Une précaution aussi côté externe : le feedback est puissant mais pas automatiquement bénin. La méta-analyse de Kluger et DeNisi (1996), portant sur 607 tailles d'effet, montre que le feedback améliore la performance en moyenne (d = 0,41), mais que plus d'un tiers des interventions de feedback la dégradent — le plus souvent quand elles menacent la personne au lieu d'informer le comportement. Sollicitez le feedback de façon à ce qu'il porte sur des actions précises, pas sur votre valeur.

Comment muscler chaque forme de conscience de soi ?

Muscles différents, exercices différents. Choisissez selon le flux de données qui vous manque.

Pour développer la conscience de soi interne :

  • Faites une revue quotidienne de cinq minutes en « quoi ». Qu'ai-je ressenti aujourd'hui, et à quel moment ? Quel écart est apparu entre mon intention et mon comportement ? Quel ajustement pour demain ? L'écrit bat le mental ; trois lignes suffisent.
  • Nommez vos émotions avec précision. « Frustré par le processus » et « gêné devant un pair » appellent des réponses différentes. La granularité transforme une humeur en donnée.
  • Auditez vos valeurs contre votre agenda. Listez ce qui compte le plus selon vous, puis relisez vos deux dernières semaines de réunions. Les écarts sont l'enseignement.

Pour développer la conscience de soi externe :

  • Posez chaque semaine une question précise à une personne. Pas « tu as du feedback ? » mais « qu'est-ce que j'ai fait dans cette réunion qui a rendu ta contribution plus difficile ? ». Une question précise produit une donnée précise.
  • Répondez « merci » — point final. Pas de justification, pas de défense. Les premières réponses honnêtes arrivent vers la quatrième ou cinquième demande, une fois que les gens ont vérifié que vous savez encaisser.
  • Recrutez deux ou trois « critiques bienveillants », comme les appelle Eurich : des personnes qui veulent votre réussite et vous diront la vérité. Briefez-les explicitement sur ce rôle.

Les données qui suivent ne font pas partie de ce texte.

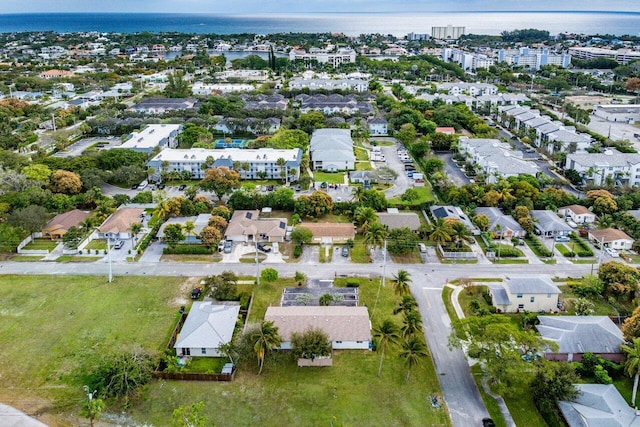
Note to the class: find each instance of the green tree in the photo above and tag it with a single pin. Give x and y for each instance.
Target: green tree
(310, 344)
(413, 351)
(632, 365)
(386, 333)
(401, 283)
(265, 339)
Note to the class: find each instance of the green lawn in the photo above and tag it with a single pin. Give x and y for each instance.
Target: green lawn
(347, 394)
(42, 244)
(60, 326)
(329, 177)
(424, 195)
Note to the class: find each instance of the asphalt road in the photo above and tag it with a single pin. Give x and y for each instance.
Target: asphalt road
(459, 390)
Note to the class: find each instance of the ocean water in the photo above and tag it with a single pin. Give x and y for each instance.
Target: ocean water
(617, 23)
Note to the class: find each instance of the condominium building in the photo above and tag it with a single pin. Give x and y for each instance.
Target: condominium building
(250, 163)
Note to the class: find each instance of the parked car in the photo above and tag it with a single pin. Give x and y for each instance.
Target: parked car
(612, 252)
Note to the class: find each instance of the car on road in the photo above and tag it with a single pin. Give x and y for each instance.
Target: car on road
(612, 252)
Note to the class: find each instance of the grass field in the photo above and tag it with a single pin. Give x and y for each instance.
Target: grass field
(60, 326)
(347, 394)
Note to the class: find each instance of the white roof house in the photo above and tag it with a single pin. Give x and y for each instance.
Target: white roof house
(346, 327)
(152, 136)
(208, 326)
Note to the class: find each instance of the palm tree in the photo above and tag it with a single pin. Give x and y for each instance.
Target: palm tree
(189, 228)
(413, 349)
(632, 365)
(441, 232)
(401, 283)
(407, 304)
(411, 324)
(364, 217)
(265, 338)
(386, 333)
(375, 235)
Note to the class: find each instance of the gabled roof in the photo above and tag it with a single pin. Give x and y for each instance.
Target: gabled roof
(581, 334)
(338, 322)
(208, 325)
(598, 405)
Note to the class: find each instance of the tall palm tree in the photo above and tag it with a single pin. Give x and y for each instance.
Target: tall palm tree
(386, 333)
(411, 324)
(632, 365)
(407, 304)
(265, 338)
(441, 232)
(401, 283)
(413, 349)
(189, 228)
(375, 235)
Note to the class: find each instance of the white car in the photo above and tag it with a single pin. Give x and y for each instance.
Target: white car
(612, 252)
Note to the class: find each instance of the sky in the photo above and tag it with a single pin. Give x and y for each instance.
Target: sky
(252, 7)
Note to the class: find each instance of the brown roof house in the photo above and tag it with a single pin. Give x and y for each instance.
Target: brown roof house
(247, 226)
(346, 327)
(611, 238)
(61, 223)
(329, 233)
(119, 224)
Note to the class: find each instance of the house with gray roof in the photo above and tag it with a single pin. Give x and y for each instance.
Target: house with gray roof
(576, 335)
(501, 225)
(531, 293)
(332, 150)
(208, 326)
(548, 224)
(597, 168)
(598, 405)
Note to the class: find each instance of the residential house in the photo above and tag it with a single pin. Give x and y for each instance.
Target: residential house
(153, 137)
(612, 165)
(162, 105)
(61, 223)
(532, 293)
(576, 335)
(250, 163)
(578, 214)
(393, 219)
(611, 238)
(207, 328)
(332, 150)
(598, 405)
(200, 222)
(346, 327)
(118, 225)
(548, 224)
(453, 213)
(247, 226)
(378, 126)
(330, 233)
(501, 225)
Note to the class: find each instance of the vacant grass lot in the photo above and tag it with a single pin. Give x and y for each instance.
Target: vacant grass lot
(347, 394)
(58, 328)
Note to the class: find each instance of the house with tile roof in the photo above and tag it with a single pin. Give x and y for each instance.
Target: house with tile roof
(346, 327)
(576, 335)
(208, 326)
(531, 293)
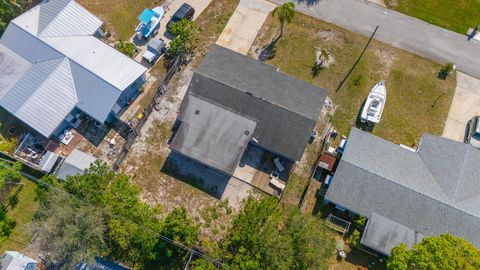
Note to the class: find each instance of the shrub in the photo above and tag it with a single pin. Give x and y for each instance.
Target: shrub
(358, 80)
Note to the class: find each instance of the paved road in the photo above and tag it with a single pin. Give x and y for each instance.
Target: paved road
(400, 30)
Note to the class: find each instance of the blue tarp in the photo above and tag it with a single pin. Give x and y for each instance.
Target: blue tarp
(146, 16)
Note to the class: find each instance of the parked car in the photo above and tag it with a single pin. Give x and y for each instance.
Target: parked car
(184, 12)
(155, 48)
(473, 136)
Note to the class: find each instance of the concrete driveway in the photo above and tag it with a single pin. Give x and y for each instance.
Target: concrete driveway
(465, 104)
(172, 6)
(397, 29)
(244, 25)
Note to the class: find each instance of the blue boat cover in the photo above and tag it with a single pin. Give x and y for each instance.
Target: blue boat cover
(146, 16)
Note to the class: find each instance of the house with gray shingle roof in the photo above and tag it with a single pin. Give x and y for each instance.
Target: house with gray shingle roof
(407, 195)
(234, 100)
(52, 65)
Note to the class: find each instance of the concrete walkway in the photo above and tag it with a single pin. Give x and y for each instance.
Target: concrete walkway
(244, 25)
(465, 104)
(400, 30)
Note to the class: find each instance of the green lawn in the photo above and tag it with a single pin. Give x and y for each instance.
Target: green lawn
(412, 83)
(23, 213)
(119, 15)
(456, 15)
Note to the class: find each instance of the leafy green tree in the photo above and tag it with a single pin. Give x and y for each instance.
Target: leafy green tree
(125, 47)
(92, 186)
(185, 34)
(285, 14)
(264, 236)
(445, 252)
(8, 10)
(70, 231)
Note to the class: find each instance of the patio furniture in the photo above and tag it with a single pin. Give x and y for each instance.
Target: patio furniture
(278, 164)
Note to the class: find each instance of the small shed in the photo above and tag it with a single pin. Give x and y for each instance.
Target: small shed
(14, 260)
(76, 163)
(327, 162)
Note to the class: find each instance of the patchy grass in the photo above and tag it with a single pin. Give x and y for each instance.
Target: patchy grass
(211, 22)
(412, 83)
(22, 213)
(120, 16)
(457, 15)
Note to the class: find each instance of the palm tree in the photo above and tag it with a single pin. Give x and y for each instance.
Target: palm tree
(285, 14)
(8, 10)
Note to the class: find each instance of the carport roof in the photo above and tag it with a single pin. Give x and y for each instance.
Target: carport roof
(212, 135)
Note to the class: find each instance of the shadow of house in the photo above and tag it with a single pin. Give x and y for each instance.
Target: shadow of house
(233, 101)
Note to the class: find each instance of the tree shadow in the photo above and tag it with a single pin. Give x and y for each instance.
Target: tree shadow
(269, 51)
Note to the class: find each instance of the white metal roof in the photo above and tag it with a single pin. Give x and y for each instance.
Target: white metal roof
(50, 62)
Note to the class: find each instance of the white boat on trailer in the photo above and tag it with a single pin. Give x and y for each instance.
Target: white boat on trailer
(373, 108)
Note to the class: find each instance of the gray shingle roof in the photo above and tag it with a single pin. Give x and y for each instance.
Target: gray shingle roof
(383, 234)
(263, 81)
(285, 109)
(432, 191)
(212, 135)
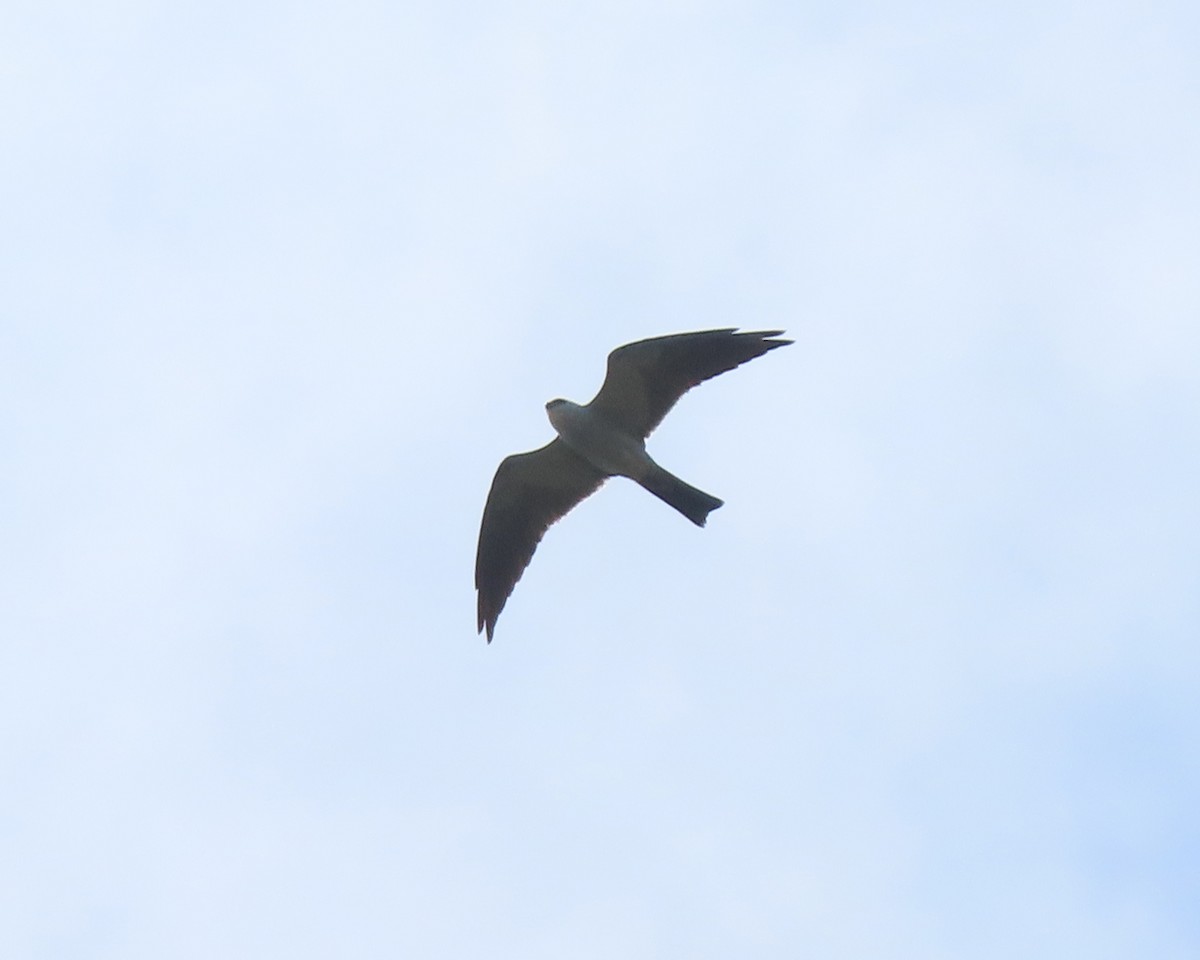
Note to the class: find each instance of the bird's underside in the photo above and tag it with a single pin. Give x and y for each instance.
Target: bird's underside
(601, 439)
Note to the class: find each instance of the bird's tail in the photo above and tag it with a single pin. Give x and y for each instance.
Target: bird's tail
(693, 503)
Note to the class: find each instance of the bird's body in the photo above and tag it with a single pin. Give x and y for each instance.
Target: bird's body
(601, 439)
(612, 451)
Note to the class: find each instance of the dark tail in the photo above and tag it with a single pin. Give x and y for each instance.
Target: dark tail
(693, 503)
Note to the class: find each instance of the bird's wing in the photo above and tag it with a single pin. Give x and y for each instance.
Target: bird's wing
(529, 492)
(646, 378)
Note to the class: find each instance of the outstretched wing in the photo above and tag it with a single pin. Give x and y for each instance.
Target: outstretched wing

Une note de séquencement issue de la pratique : si vous êtes introspectif, résistez à l'envie d'atteindre la lucidité externe par la réflexion — programmez d'abord les conversations de feedback, analysez ensuite. Si vous êtes complaisant, faites l'inverse : avant votre prochaine tournée de feedback, écrivez votre propre position, pour avoir un point de comparaison au lieu d'être emporté par les retours. L'ordre des opérations compte autant que les exercices eux-mêmes.

Depuis que Goleman a identifié la conscience de soi comme la première composante de l'intelligence émotionnelle en 1998, l'argument pour les leaders n'a fait que se renforcer — mais c'est la mécanique quotidienne qui manque à la plupart. C'est aussi là qu'un coach IA prend sa place : un espace sans jugement pour faire la revue en « quoi » juste après la réunion qui a dérapé, avec une mémoire qui vous montre vos schémas sur plusieurs semaines. Pour travailler les deux formes, essayez une session avec Lumia, votre coach IA — elle vous posera les questions en « quoi » avant que vous ne dériviez vers le « pourquoi ».

Pour la vue d'ensemble — les quatre dimensions de la conscience de soi en action, les outils et les rituels — poursuivez avec notre guide fondé sur la recherche : la conscience de soi en leadership.

Questions fréquentes

Quelles sont les deux formes de conscience de soi selon Tasha Eurich ?

La conscience de soi interne est la clarté avec laquelle vous percevez vos valeurs, vos réactions et votre impact de l'intérieur. La conscience de soi externe est la justesse avec laquelle vous comprenez comment les autres vous voient. La recherche d'Eurich montre qu'elles sont essentiellement indépendantes : être fort sur l'une ne prédit rien sur l'autre, d'où des pratiques distinctes — réflexion structurée pour l'interne, recherche délibérée de feedback pour l'externe.

Quels sont les quatre archétypes de conscience de soi ?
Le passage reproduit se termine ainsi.